Despite having a cheesy naming rights sponsor, the kick-to kick at the end of the GWS versus Fremantle clash last Saturday reminded me of a sometimes lost aspect of AFL.
The sheer joy of thousands of kids as they took to the field post-game, ball in hand and a grin from ear to ear, reminded me of the roots of the game and the importance of nurturing the youth.
For the first time in her life, my youngest daughter was part of the throng that invaded Spotless Stadium at around 5:30. All in all, it had been a great day. She is a Cats fan in reality yet wanted to attend her first game with Dad and this fixture suited.
I prepped her beforehand and spoke of the future superstar Josh Kelly, informed her of Jeremy Cameron and his accurate left boot and filled her in on the balance, poise and craft of Nathan Fyfe.
She loved the Subway and fizzy drink that her mother would have been horrified to have seen her consume. The seating was comfortable, affording an excellent view and the contest was thrilling. With Fremantle holding sway well into the second half, the Giants found their mojo and rolled over the top of the Dockers with some run through the middle that had been absent in the first two quarters.
Rory Lobb suddenly began taking marks, Dylan Shield starting to influence the centre of the ground and Steven Coniglio marked his return with some quality touches in the final quarter.
Initially wanting to whisk the kids off to the car, get home and settle in for a feast of football on Fox Footy, my neighbour and I had a change of heart when we spotted another family whose daughter is a close friend of our two.
The girls buddied up together in their seats and had a close-up view of the closing minutes as the GWS held on in what was a close run thing.
The son of the couple into whom we had bumped had brought his football and before long, all four of the kids were lined up along the fence waiting for the gate to be opened and the running of the bulls to begin. My little girl looked somewhat lost.
She loves her footy and when we head to the park she keenly practises her drop punts and handballs. It’s all done with a commentary, where the words Dangerfield and Selwood feature regularly.
However, in this circumstance, she was a little fazed. Entering the field of play and running on the same turf as the heroes who make the game look so fluid, brought a level of excitement that had her more hyped than an hour earlier when she had finished her fizzy drink.
The gate was slung open and out they poured. The four began their adventure with sheer aggression and violence. The older boy ran the ball while the three younger girls launched themselves at his torso in an attempt to drag him to ground.
They were successful and thank God the MRP wasn’t watching, as some of the blows landed with elbows and fists might have seen them sitting in the stands for the short term future.
To his credit the youngster took it all in his stride and finally a roughly laid out square became the template for their play as they kicked to each other.
What was fascinating was that each time a kick wasn’t marked by the intended target (which was quite often) a madcap chase ensued and the ball winner was eventually caught and accosted by the other three. It was beautiful, hilarious and profound to watch, all at the same time. The final result was a mighty lot of fumbling, a ‘stacks on’ situation and the comical sight of a young child sitting comfortably atop three other kids all laughing, screaming and chiacking.

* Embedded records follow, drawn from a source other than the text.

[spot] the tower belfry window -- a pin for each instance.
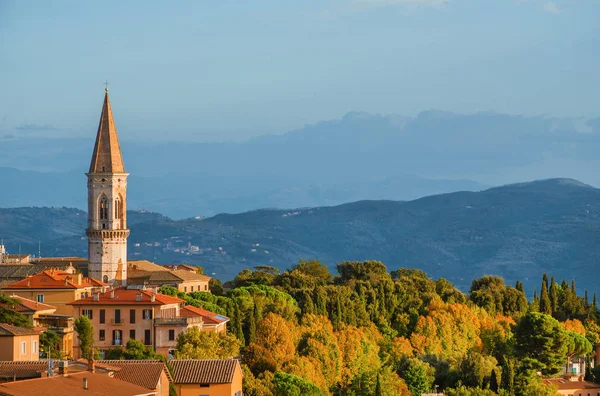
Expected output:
(103, 209)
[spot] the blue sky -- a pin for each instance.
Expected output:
(226, 70)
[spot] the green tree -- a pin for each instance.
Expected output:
(85, 334)
(49, 344)
(291, 385)
(418, 376)
(197, 344)
(540, 337)
(9, 315)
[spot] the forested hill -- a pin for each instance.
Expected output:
(518, 231)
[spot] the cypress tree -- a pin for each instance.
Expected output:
(545, 304)
(554, 295)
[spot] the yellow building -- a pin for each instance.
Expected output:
(122, 314)
(54, 287)
(18, 343)
(207, 377)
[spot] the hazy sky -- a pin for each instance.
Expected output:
(223, 70)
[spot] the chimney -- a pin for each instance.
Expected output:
(63, 368)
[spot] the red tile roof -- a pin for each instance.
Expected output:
(144, 373)
(54, 279)
(26, 304)
(25, 369)
(207, 316)
(10, 330)
(98, 385)
(123, 296)
(204, 371)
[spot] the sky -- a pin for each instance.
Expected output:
(230, 70)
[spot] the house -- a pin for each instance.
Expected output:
(119, 315)
(142, 272)
(211, 377)
(18, 370)
(150, 374)
(573, 386)
(211, 321)
(42, 316)
(19, 343)
(55, 287)
(88, 383)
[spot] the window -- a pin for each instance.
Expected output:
(103, 214)
(88, 313)
(117, 336)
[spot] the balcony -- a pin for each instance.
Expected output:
(181, 321)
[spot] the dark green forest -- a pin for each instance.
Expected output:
(367, 331)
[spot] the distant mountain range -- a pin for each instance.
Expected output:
(361, 156)
(518, 231)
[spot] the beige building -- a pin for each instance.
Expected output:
(122, 314)
(18, 343)
(54, 287)
(207, 377)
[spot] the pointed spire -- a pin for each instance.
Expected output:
(107, 153)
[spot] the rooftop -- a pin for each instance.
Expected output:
(207, 316)
(97, 384)
(7, 330)
(123, 296)
(204, 371)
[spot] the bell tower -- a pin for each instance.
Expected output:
(107, 205)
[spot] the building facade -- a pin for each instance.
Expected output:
(107, 205)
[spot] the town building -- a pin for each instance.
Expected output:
(19, 343)
(214, 377)
(107, 205)
(142, 272)
(82, 383)
(55, 287)
(122, 314)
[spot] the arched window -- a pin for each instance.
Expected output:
(118, 208)
(103, 209)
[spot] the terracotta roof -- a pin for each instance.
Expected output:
(144, 373)
(27, 305)
(566, 384)
(98, 385)
(204, 371)
(107, 152)
(207, 316)
(10, 330)
(26, 369)
(124, 296)
(144, 265)
(54, 279)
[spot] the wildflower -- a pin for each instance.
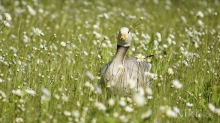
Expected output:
(76, 113)
(64, 98)
(115, 114)
(140, 91)
(90, 86)
(211, 107)
(120, 67)
(158, 36)
(45, 92)
(7, 24)
(140, 57)
(146, 114)
(2, 94)
(31, 10)
(37, 31)
(131, 83)
(139, 99)
(171, 114)
(153, 76)
(149, 91)
(1, 80)
(67, 113)
(189, 104)
(200, 14)
(90, 75)
(217, 111)
(129, 109)
(175, 109)
(147, 73)
(17, 92)
(100, 106)
(123, 118)
(7, 17)
(31, 92)
(170, 71)
(177, 84)
(111, 102)
(122, 102)
(19, 120)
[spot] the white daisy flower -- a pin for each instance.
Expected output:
(139, 100)
(37, 31)
(100, 106)
(129, 109)
(7, 17)
(177, 84)
(146, 114)
(67, 113)
(170, 71)
(120, 67)
(31, 92)
(171, 114)
(17, 92)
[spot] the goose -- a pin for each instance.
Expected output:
(120, 72)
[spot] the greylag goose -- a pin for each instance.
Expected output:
(120, 73)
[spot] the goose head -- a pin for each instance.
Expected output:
(124, 37)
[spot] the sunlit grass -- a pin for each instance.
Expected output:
(51, 53)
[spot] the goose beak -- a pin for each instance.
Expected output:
(123, 36)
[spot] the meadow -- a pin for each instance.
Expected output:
(51, 53)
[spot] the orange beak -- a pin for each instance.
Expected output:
(123, 36)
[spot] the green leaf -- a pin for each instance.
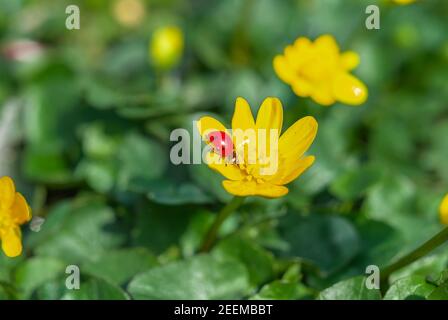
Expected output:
(96, 289)
(354, 183)
(119, 266)
(409, 288)
(351, 289)
(140, 157)
(35, 272)
(328, 241)
(202, 277)
(440, 293)
(283, 290)
(79, 232)
(258, 262)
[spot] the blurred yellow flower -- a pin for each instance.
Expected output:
(443, 210)
(320, 71)
(14, 211)
(166, 47)
(250, 177)
(129, 13)
(403, 1)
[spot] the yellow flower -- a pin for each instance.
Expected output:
(14, 211)
(129, 13)
(247, 171)
(443, 210)
(320, 71)
(166, 47)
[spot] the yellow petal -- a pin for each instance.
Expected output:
(292, 171)
(208, 124)
(7, 192)
(242, 117)
(11, 242)
(301, 87)
(327, 43)
(270, 115)
(349, 90)
(20, 210)
(444, 210)
(283, 70)
(297, 139)
(350, 60)
(251, 188)
(230, 171)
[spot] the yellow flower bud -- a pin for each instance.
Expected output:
(14, 211)
(166, 47)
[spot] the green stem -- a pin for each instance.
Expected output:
(421, 251)
(225, 212)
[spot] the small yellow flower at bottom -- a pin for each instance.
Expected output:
(252, 177)
(14, 211)
(166, 47)
(443, 210)
(319, 70)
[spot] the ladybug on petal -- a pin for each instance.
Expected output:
(222, 145)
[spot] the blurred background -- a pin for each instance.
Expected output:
(85, 119)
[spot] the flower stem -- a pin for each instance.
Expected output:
(225, 212)
(421, 251)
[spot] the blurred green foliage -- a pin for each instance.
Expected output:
(88, 144)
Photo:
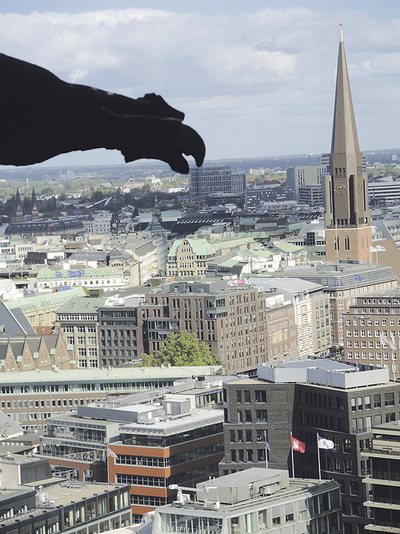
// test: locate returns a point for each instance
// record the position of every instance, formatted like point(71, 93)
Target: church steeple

The profundity of the situation was just how powerful the simple action of entering the field of play can be. Sharing the same blades of grass, kicking a ball through the same posts and for a few moments, having some understanding of what it might be like to be on the big stage.
The pictures being drawn in the minds of the kids were almost visible in the stands, as a little tacker took possession and turned onto his left foot, a young teen climbed on the back of a friend in an attempt to take a ‘hanger’ and a young girl kicked truly from the top of the goal square.
It’s all a bit field of dreams, but there is something special happening in the minds of the kids during those moments, and let’s all admit it, the adults as well. For every cute little kid, there is an adult emulating the kicking style of their hero or posing by instructing their own kids on the appropriate techniques and skills required to play the game.
Footage of our current stars participating in kick-to-kick would be worth its weight in gold, as well as potentially forming part of what could be one of the greatest advertising campaigns of all time. Imagine footage of a young Joel Selwood, Gary Ablett Jnr or Joe Daniher spliced with modern day images, the young boy morphed into the grown man.
The beauty of the game could never be more accurately captured than through the passion for footy, established in early kick-to-kick experiences, seen as fuelling the careers of the current champions.
On the way home, my daughter asked for a kick in the park. Unfortunately, light beat us. I hope we get a few chances this week, just as I hope that the AFL always keeps kick-to-kick as an integral part of the match day experience.
If it was ever lost, something far more important and powerful could be lost as well.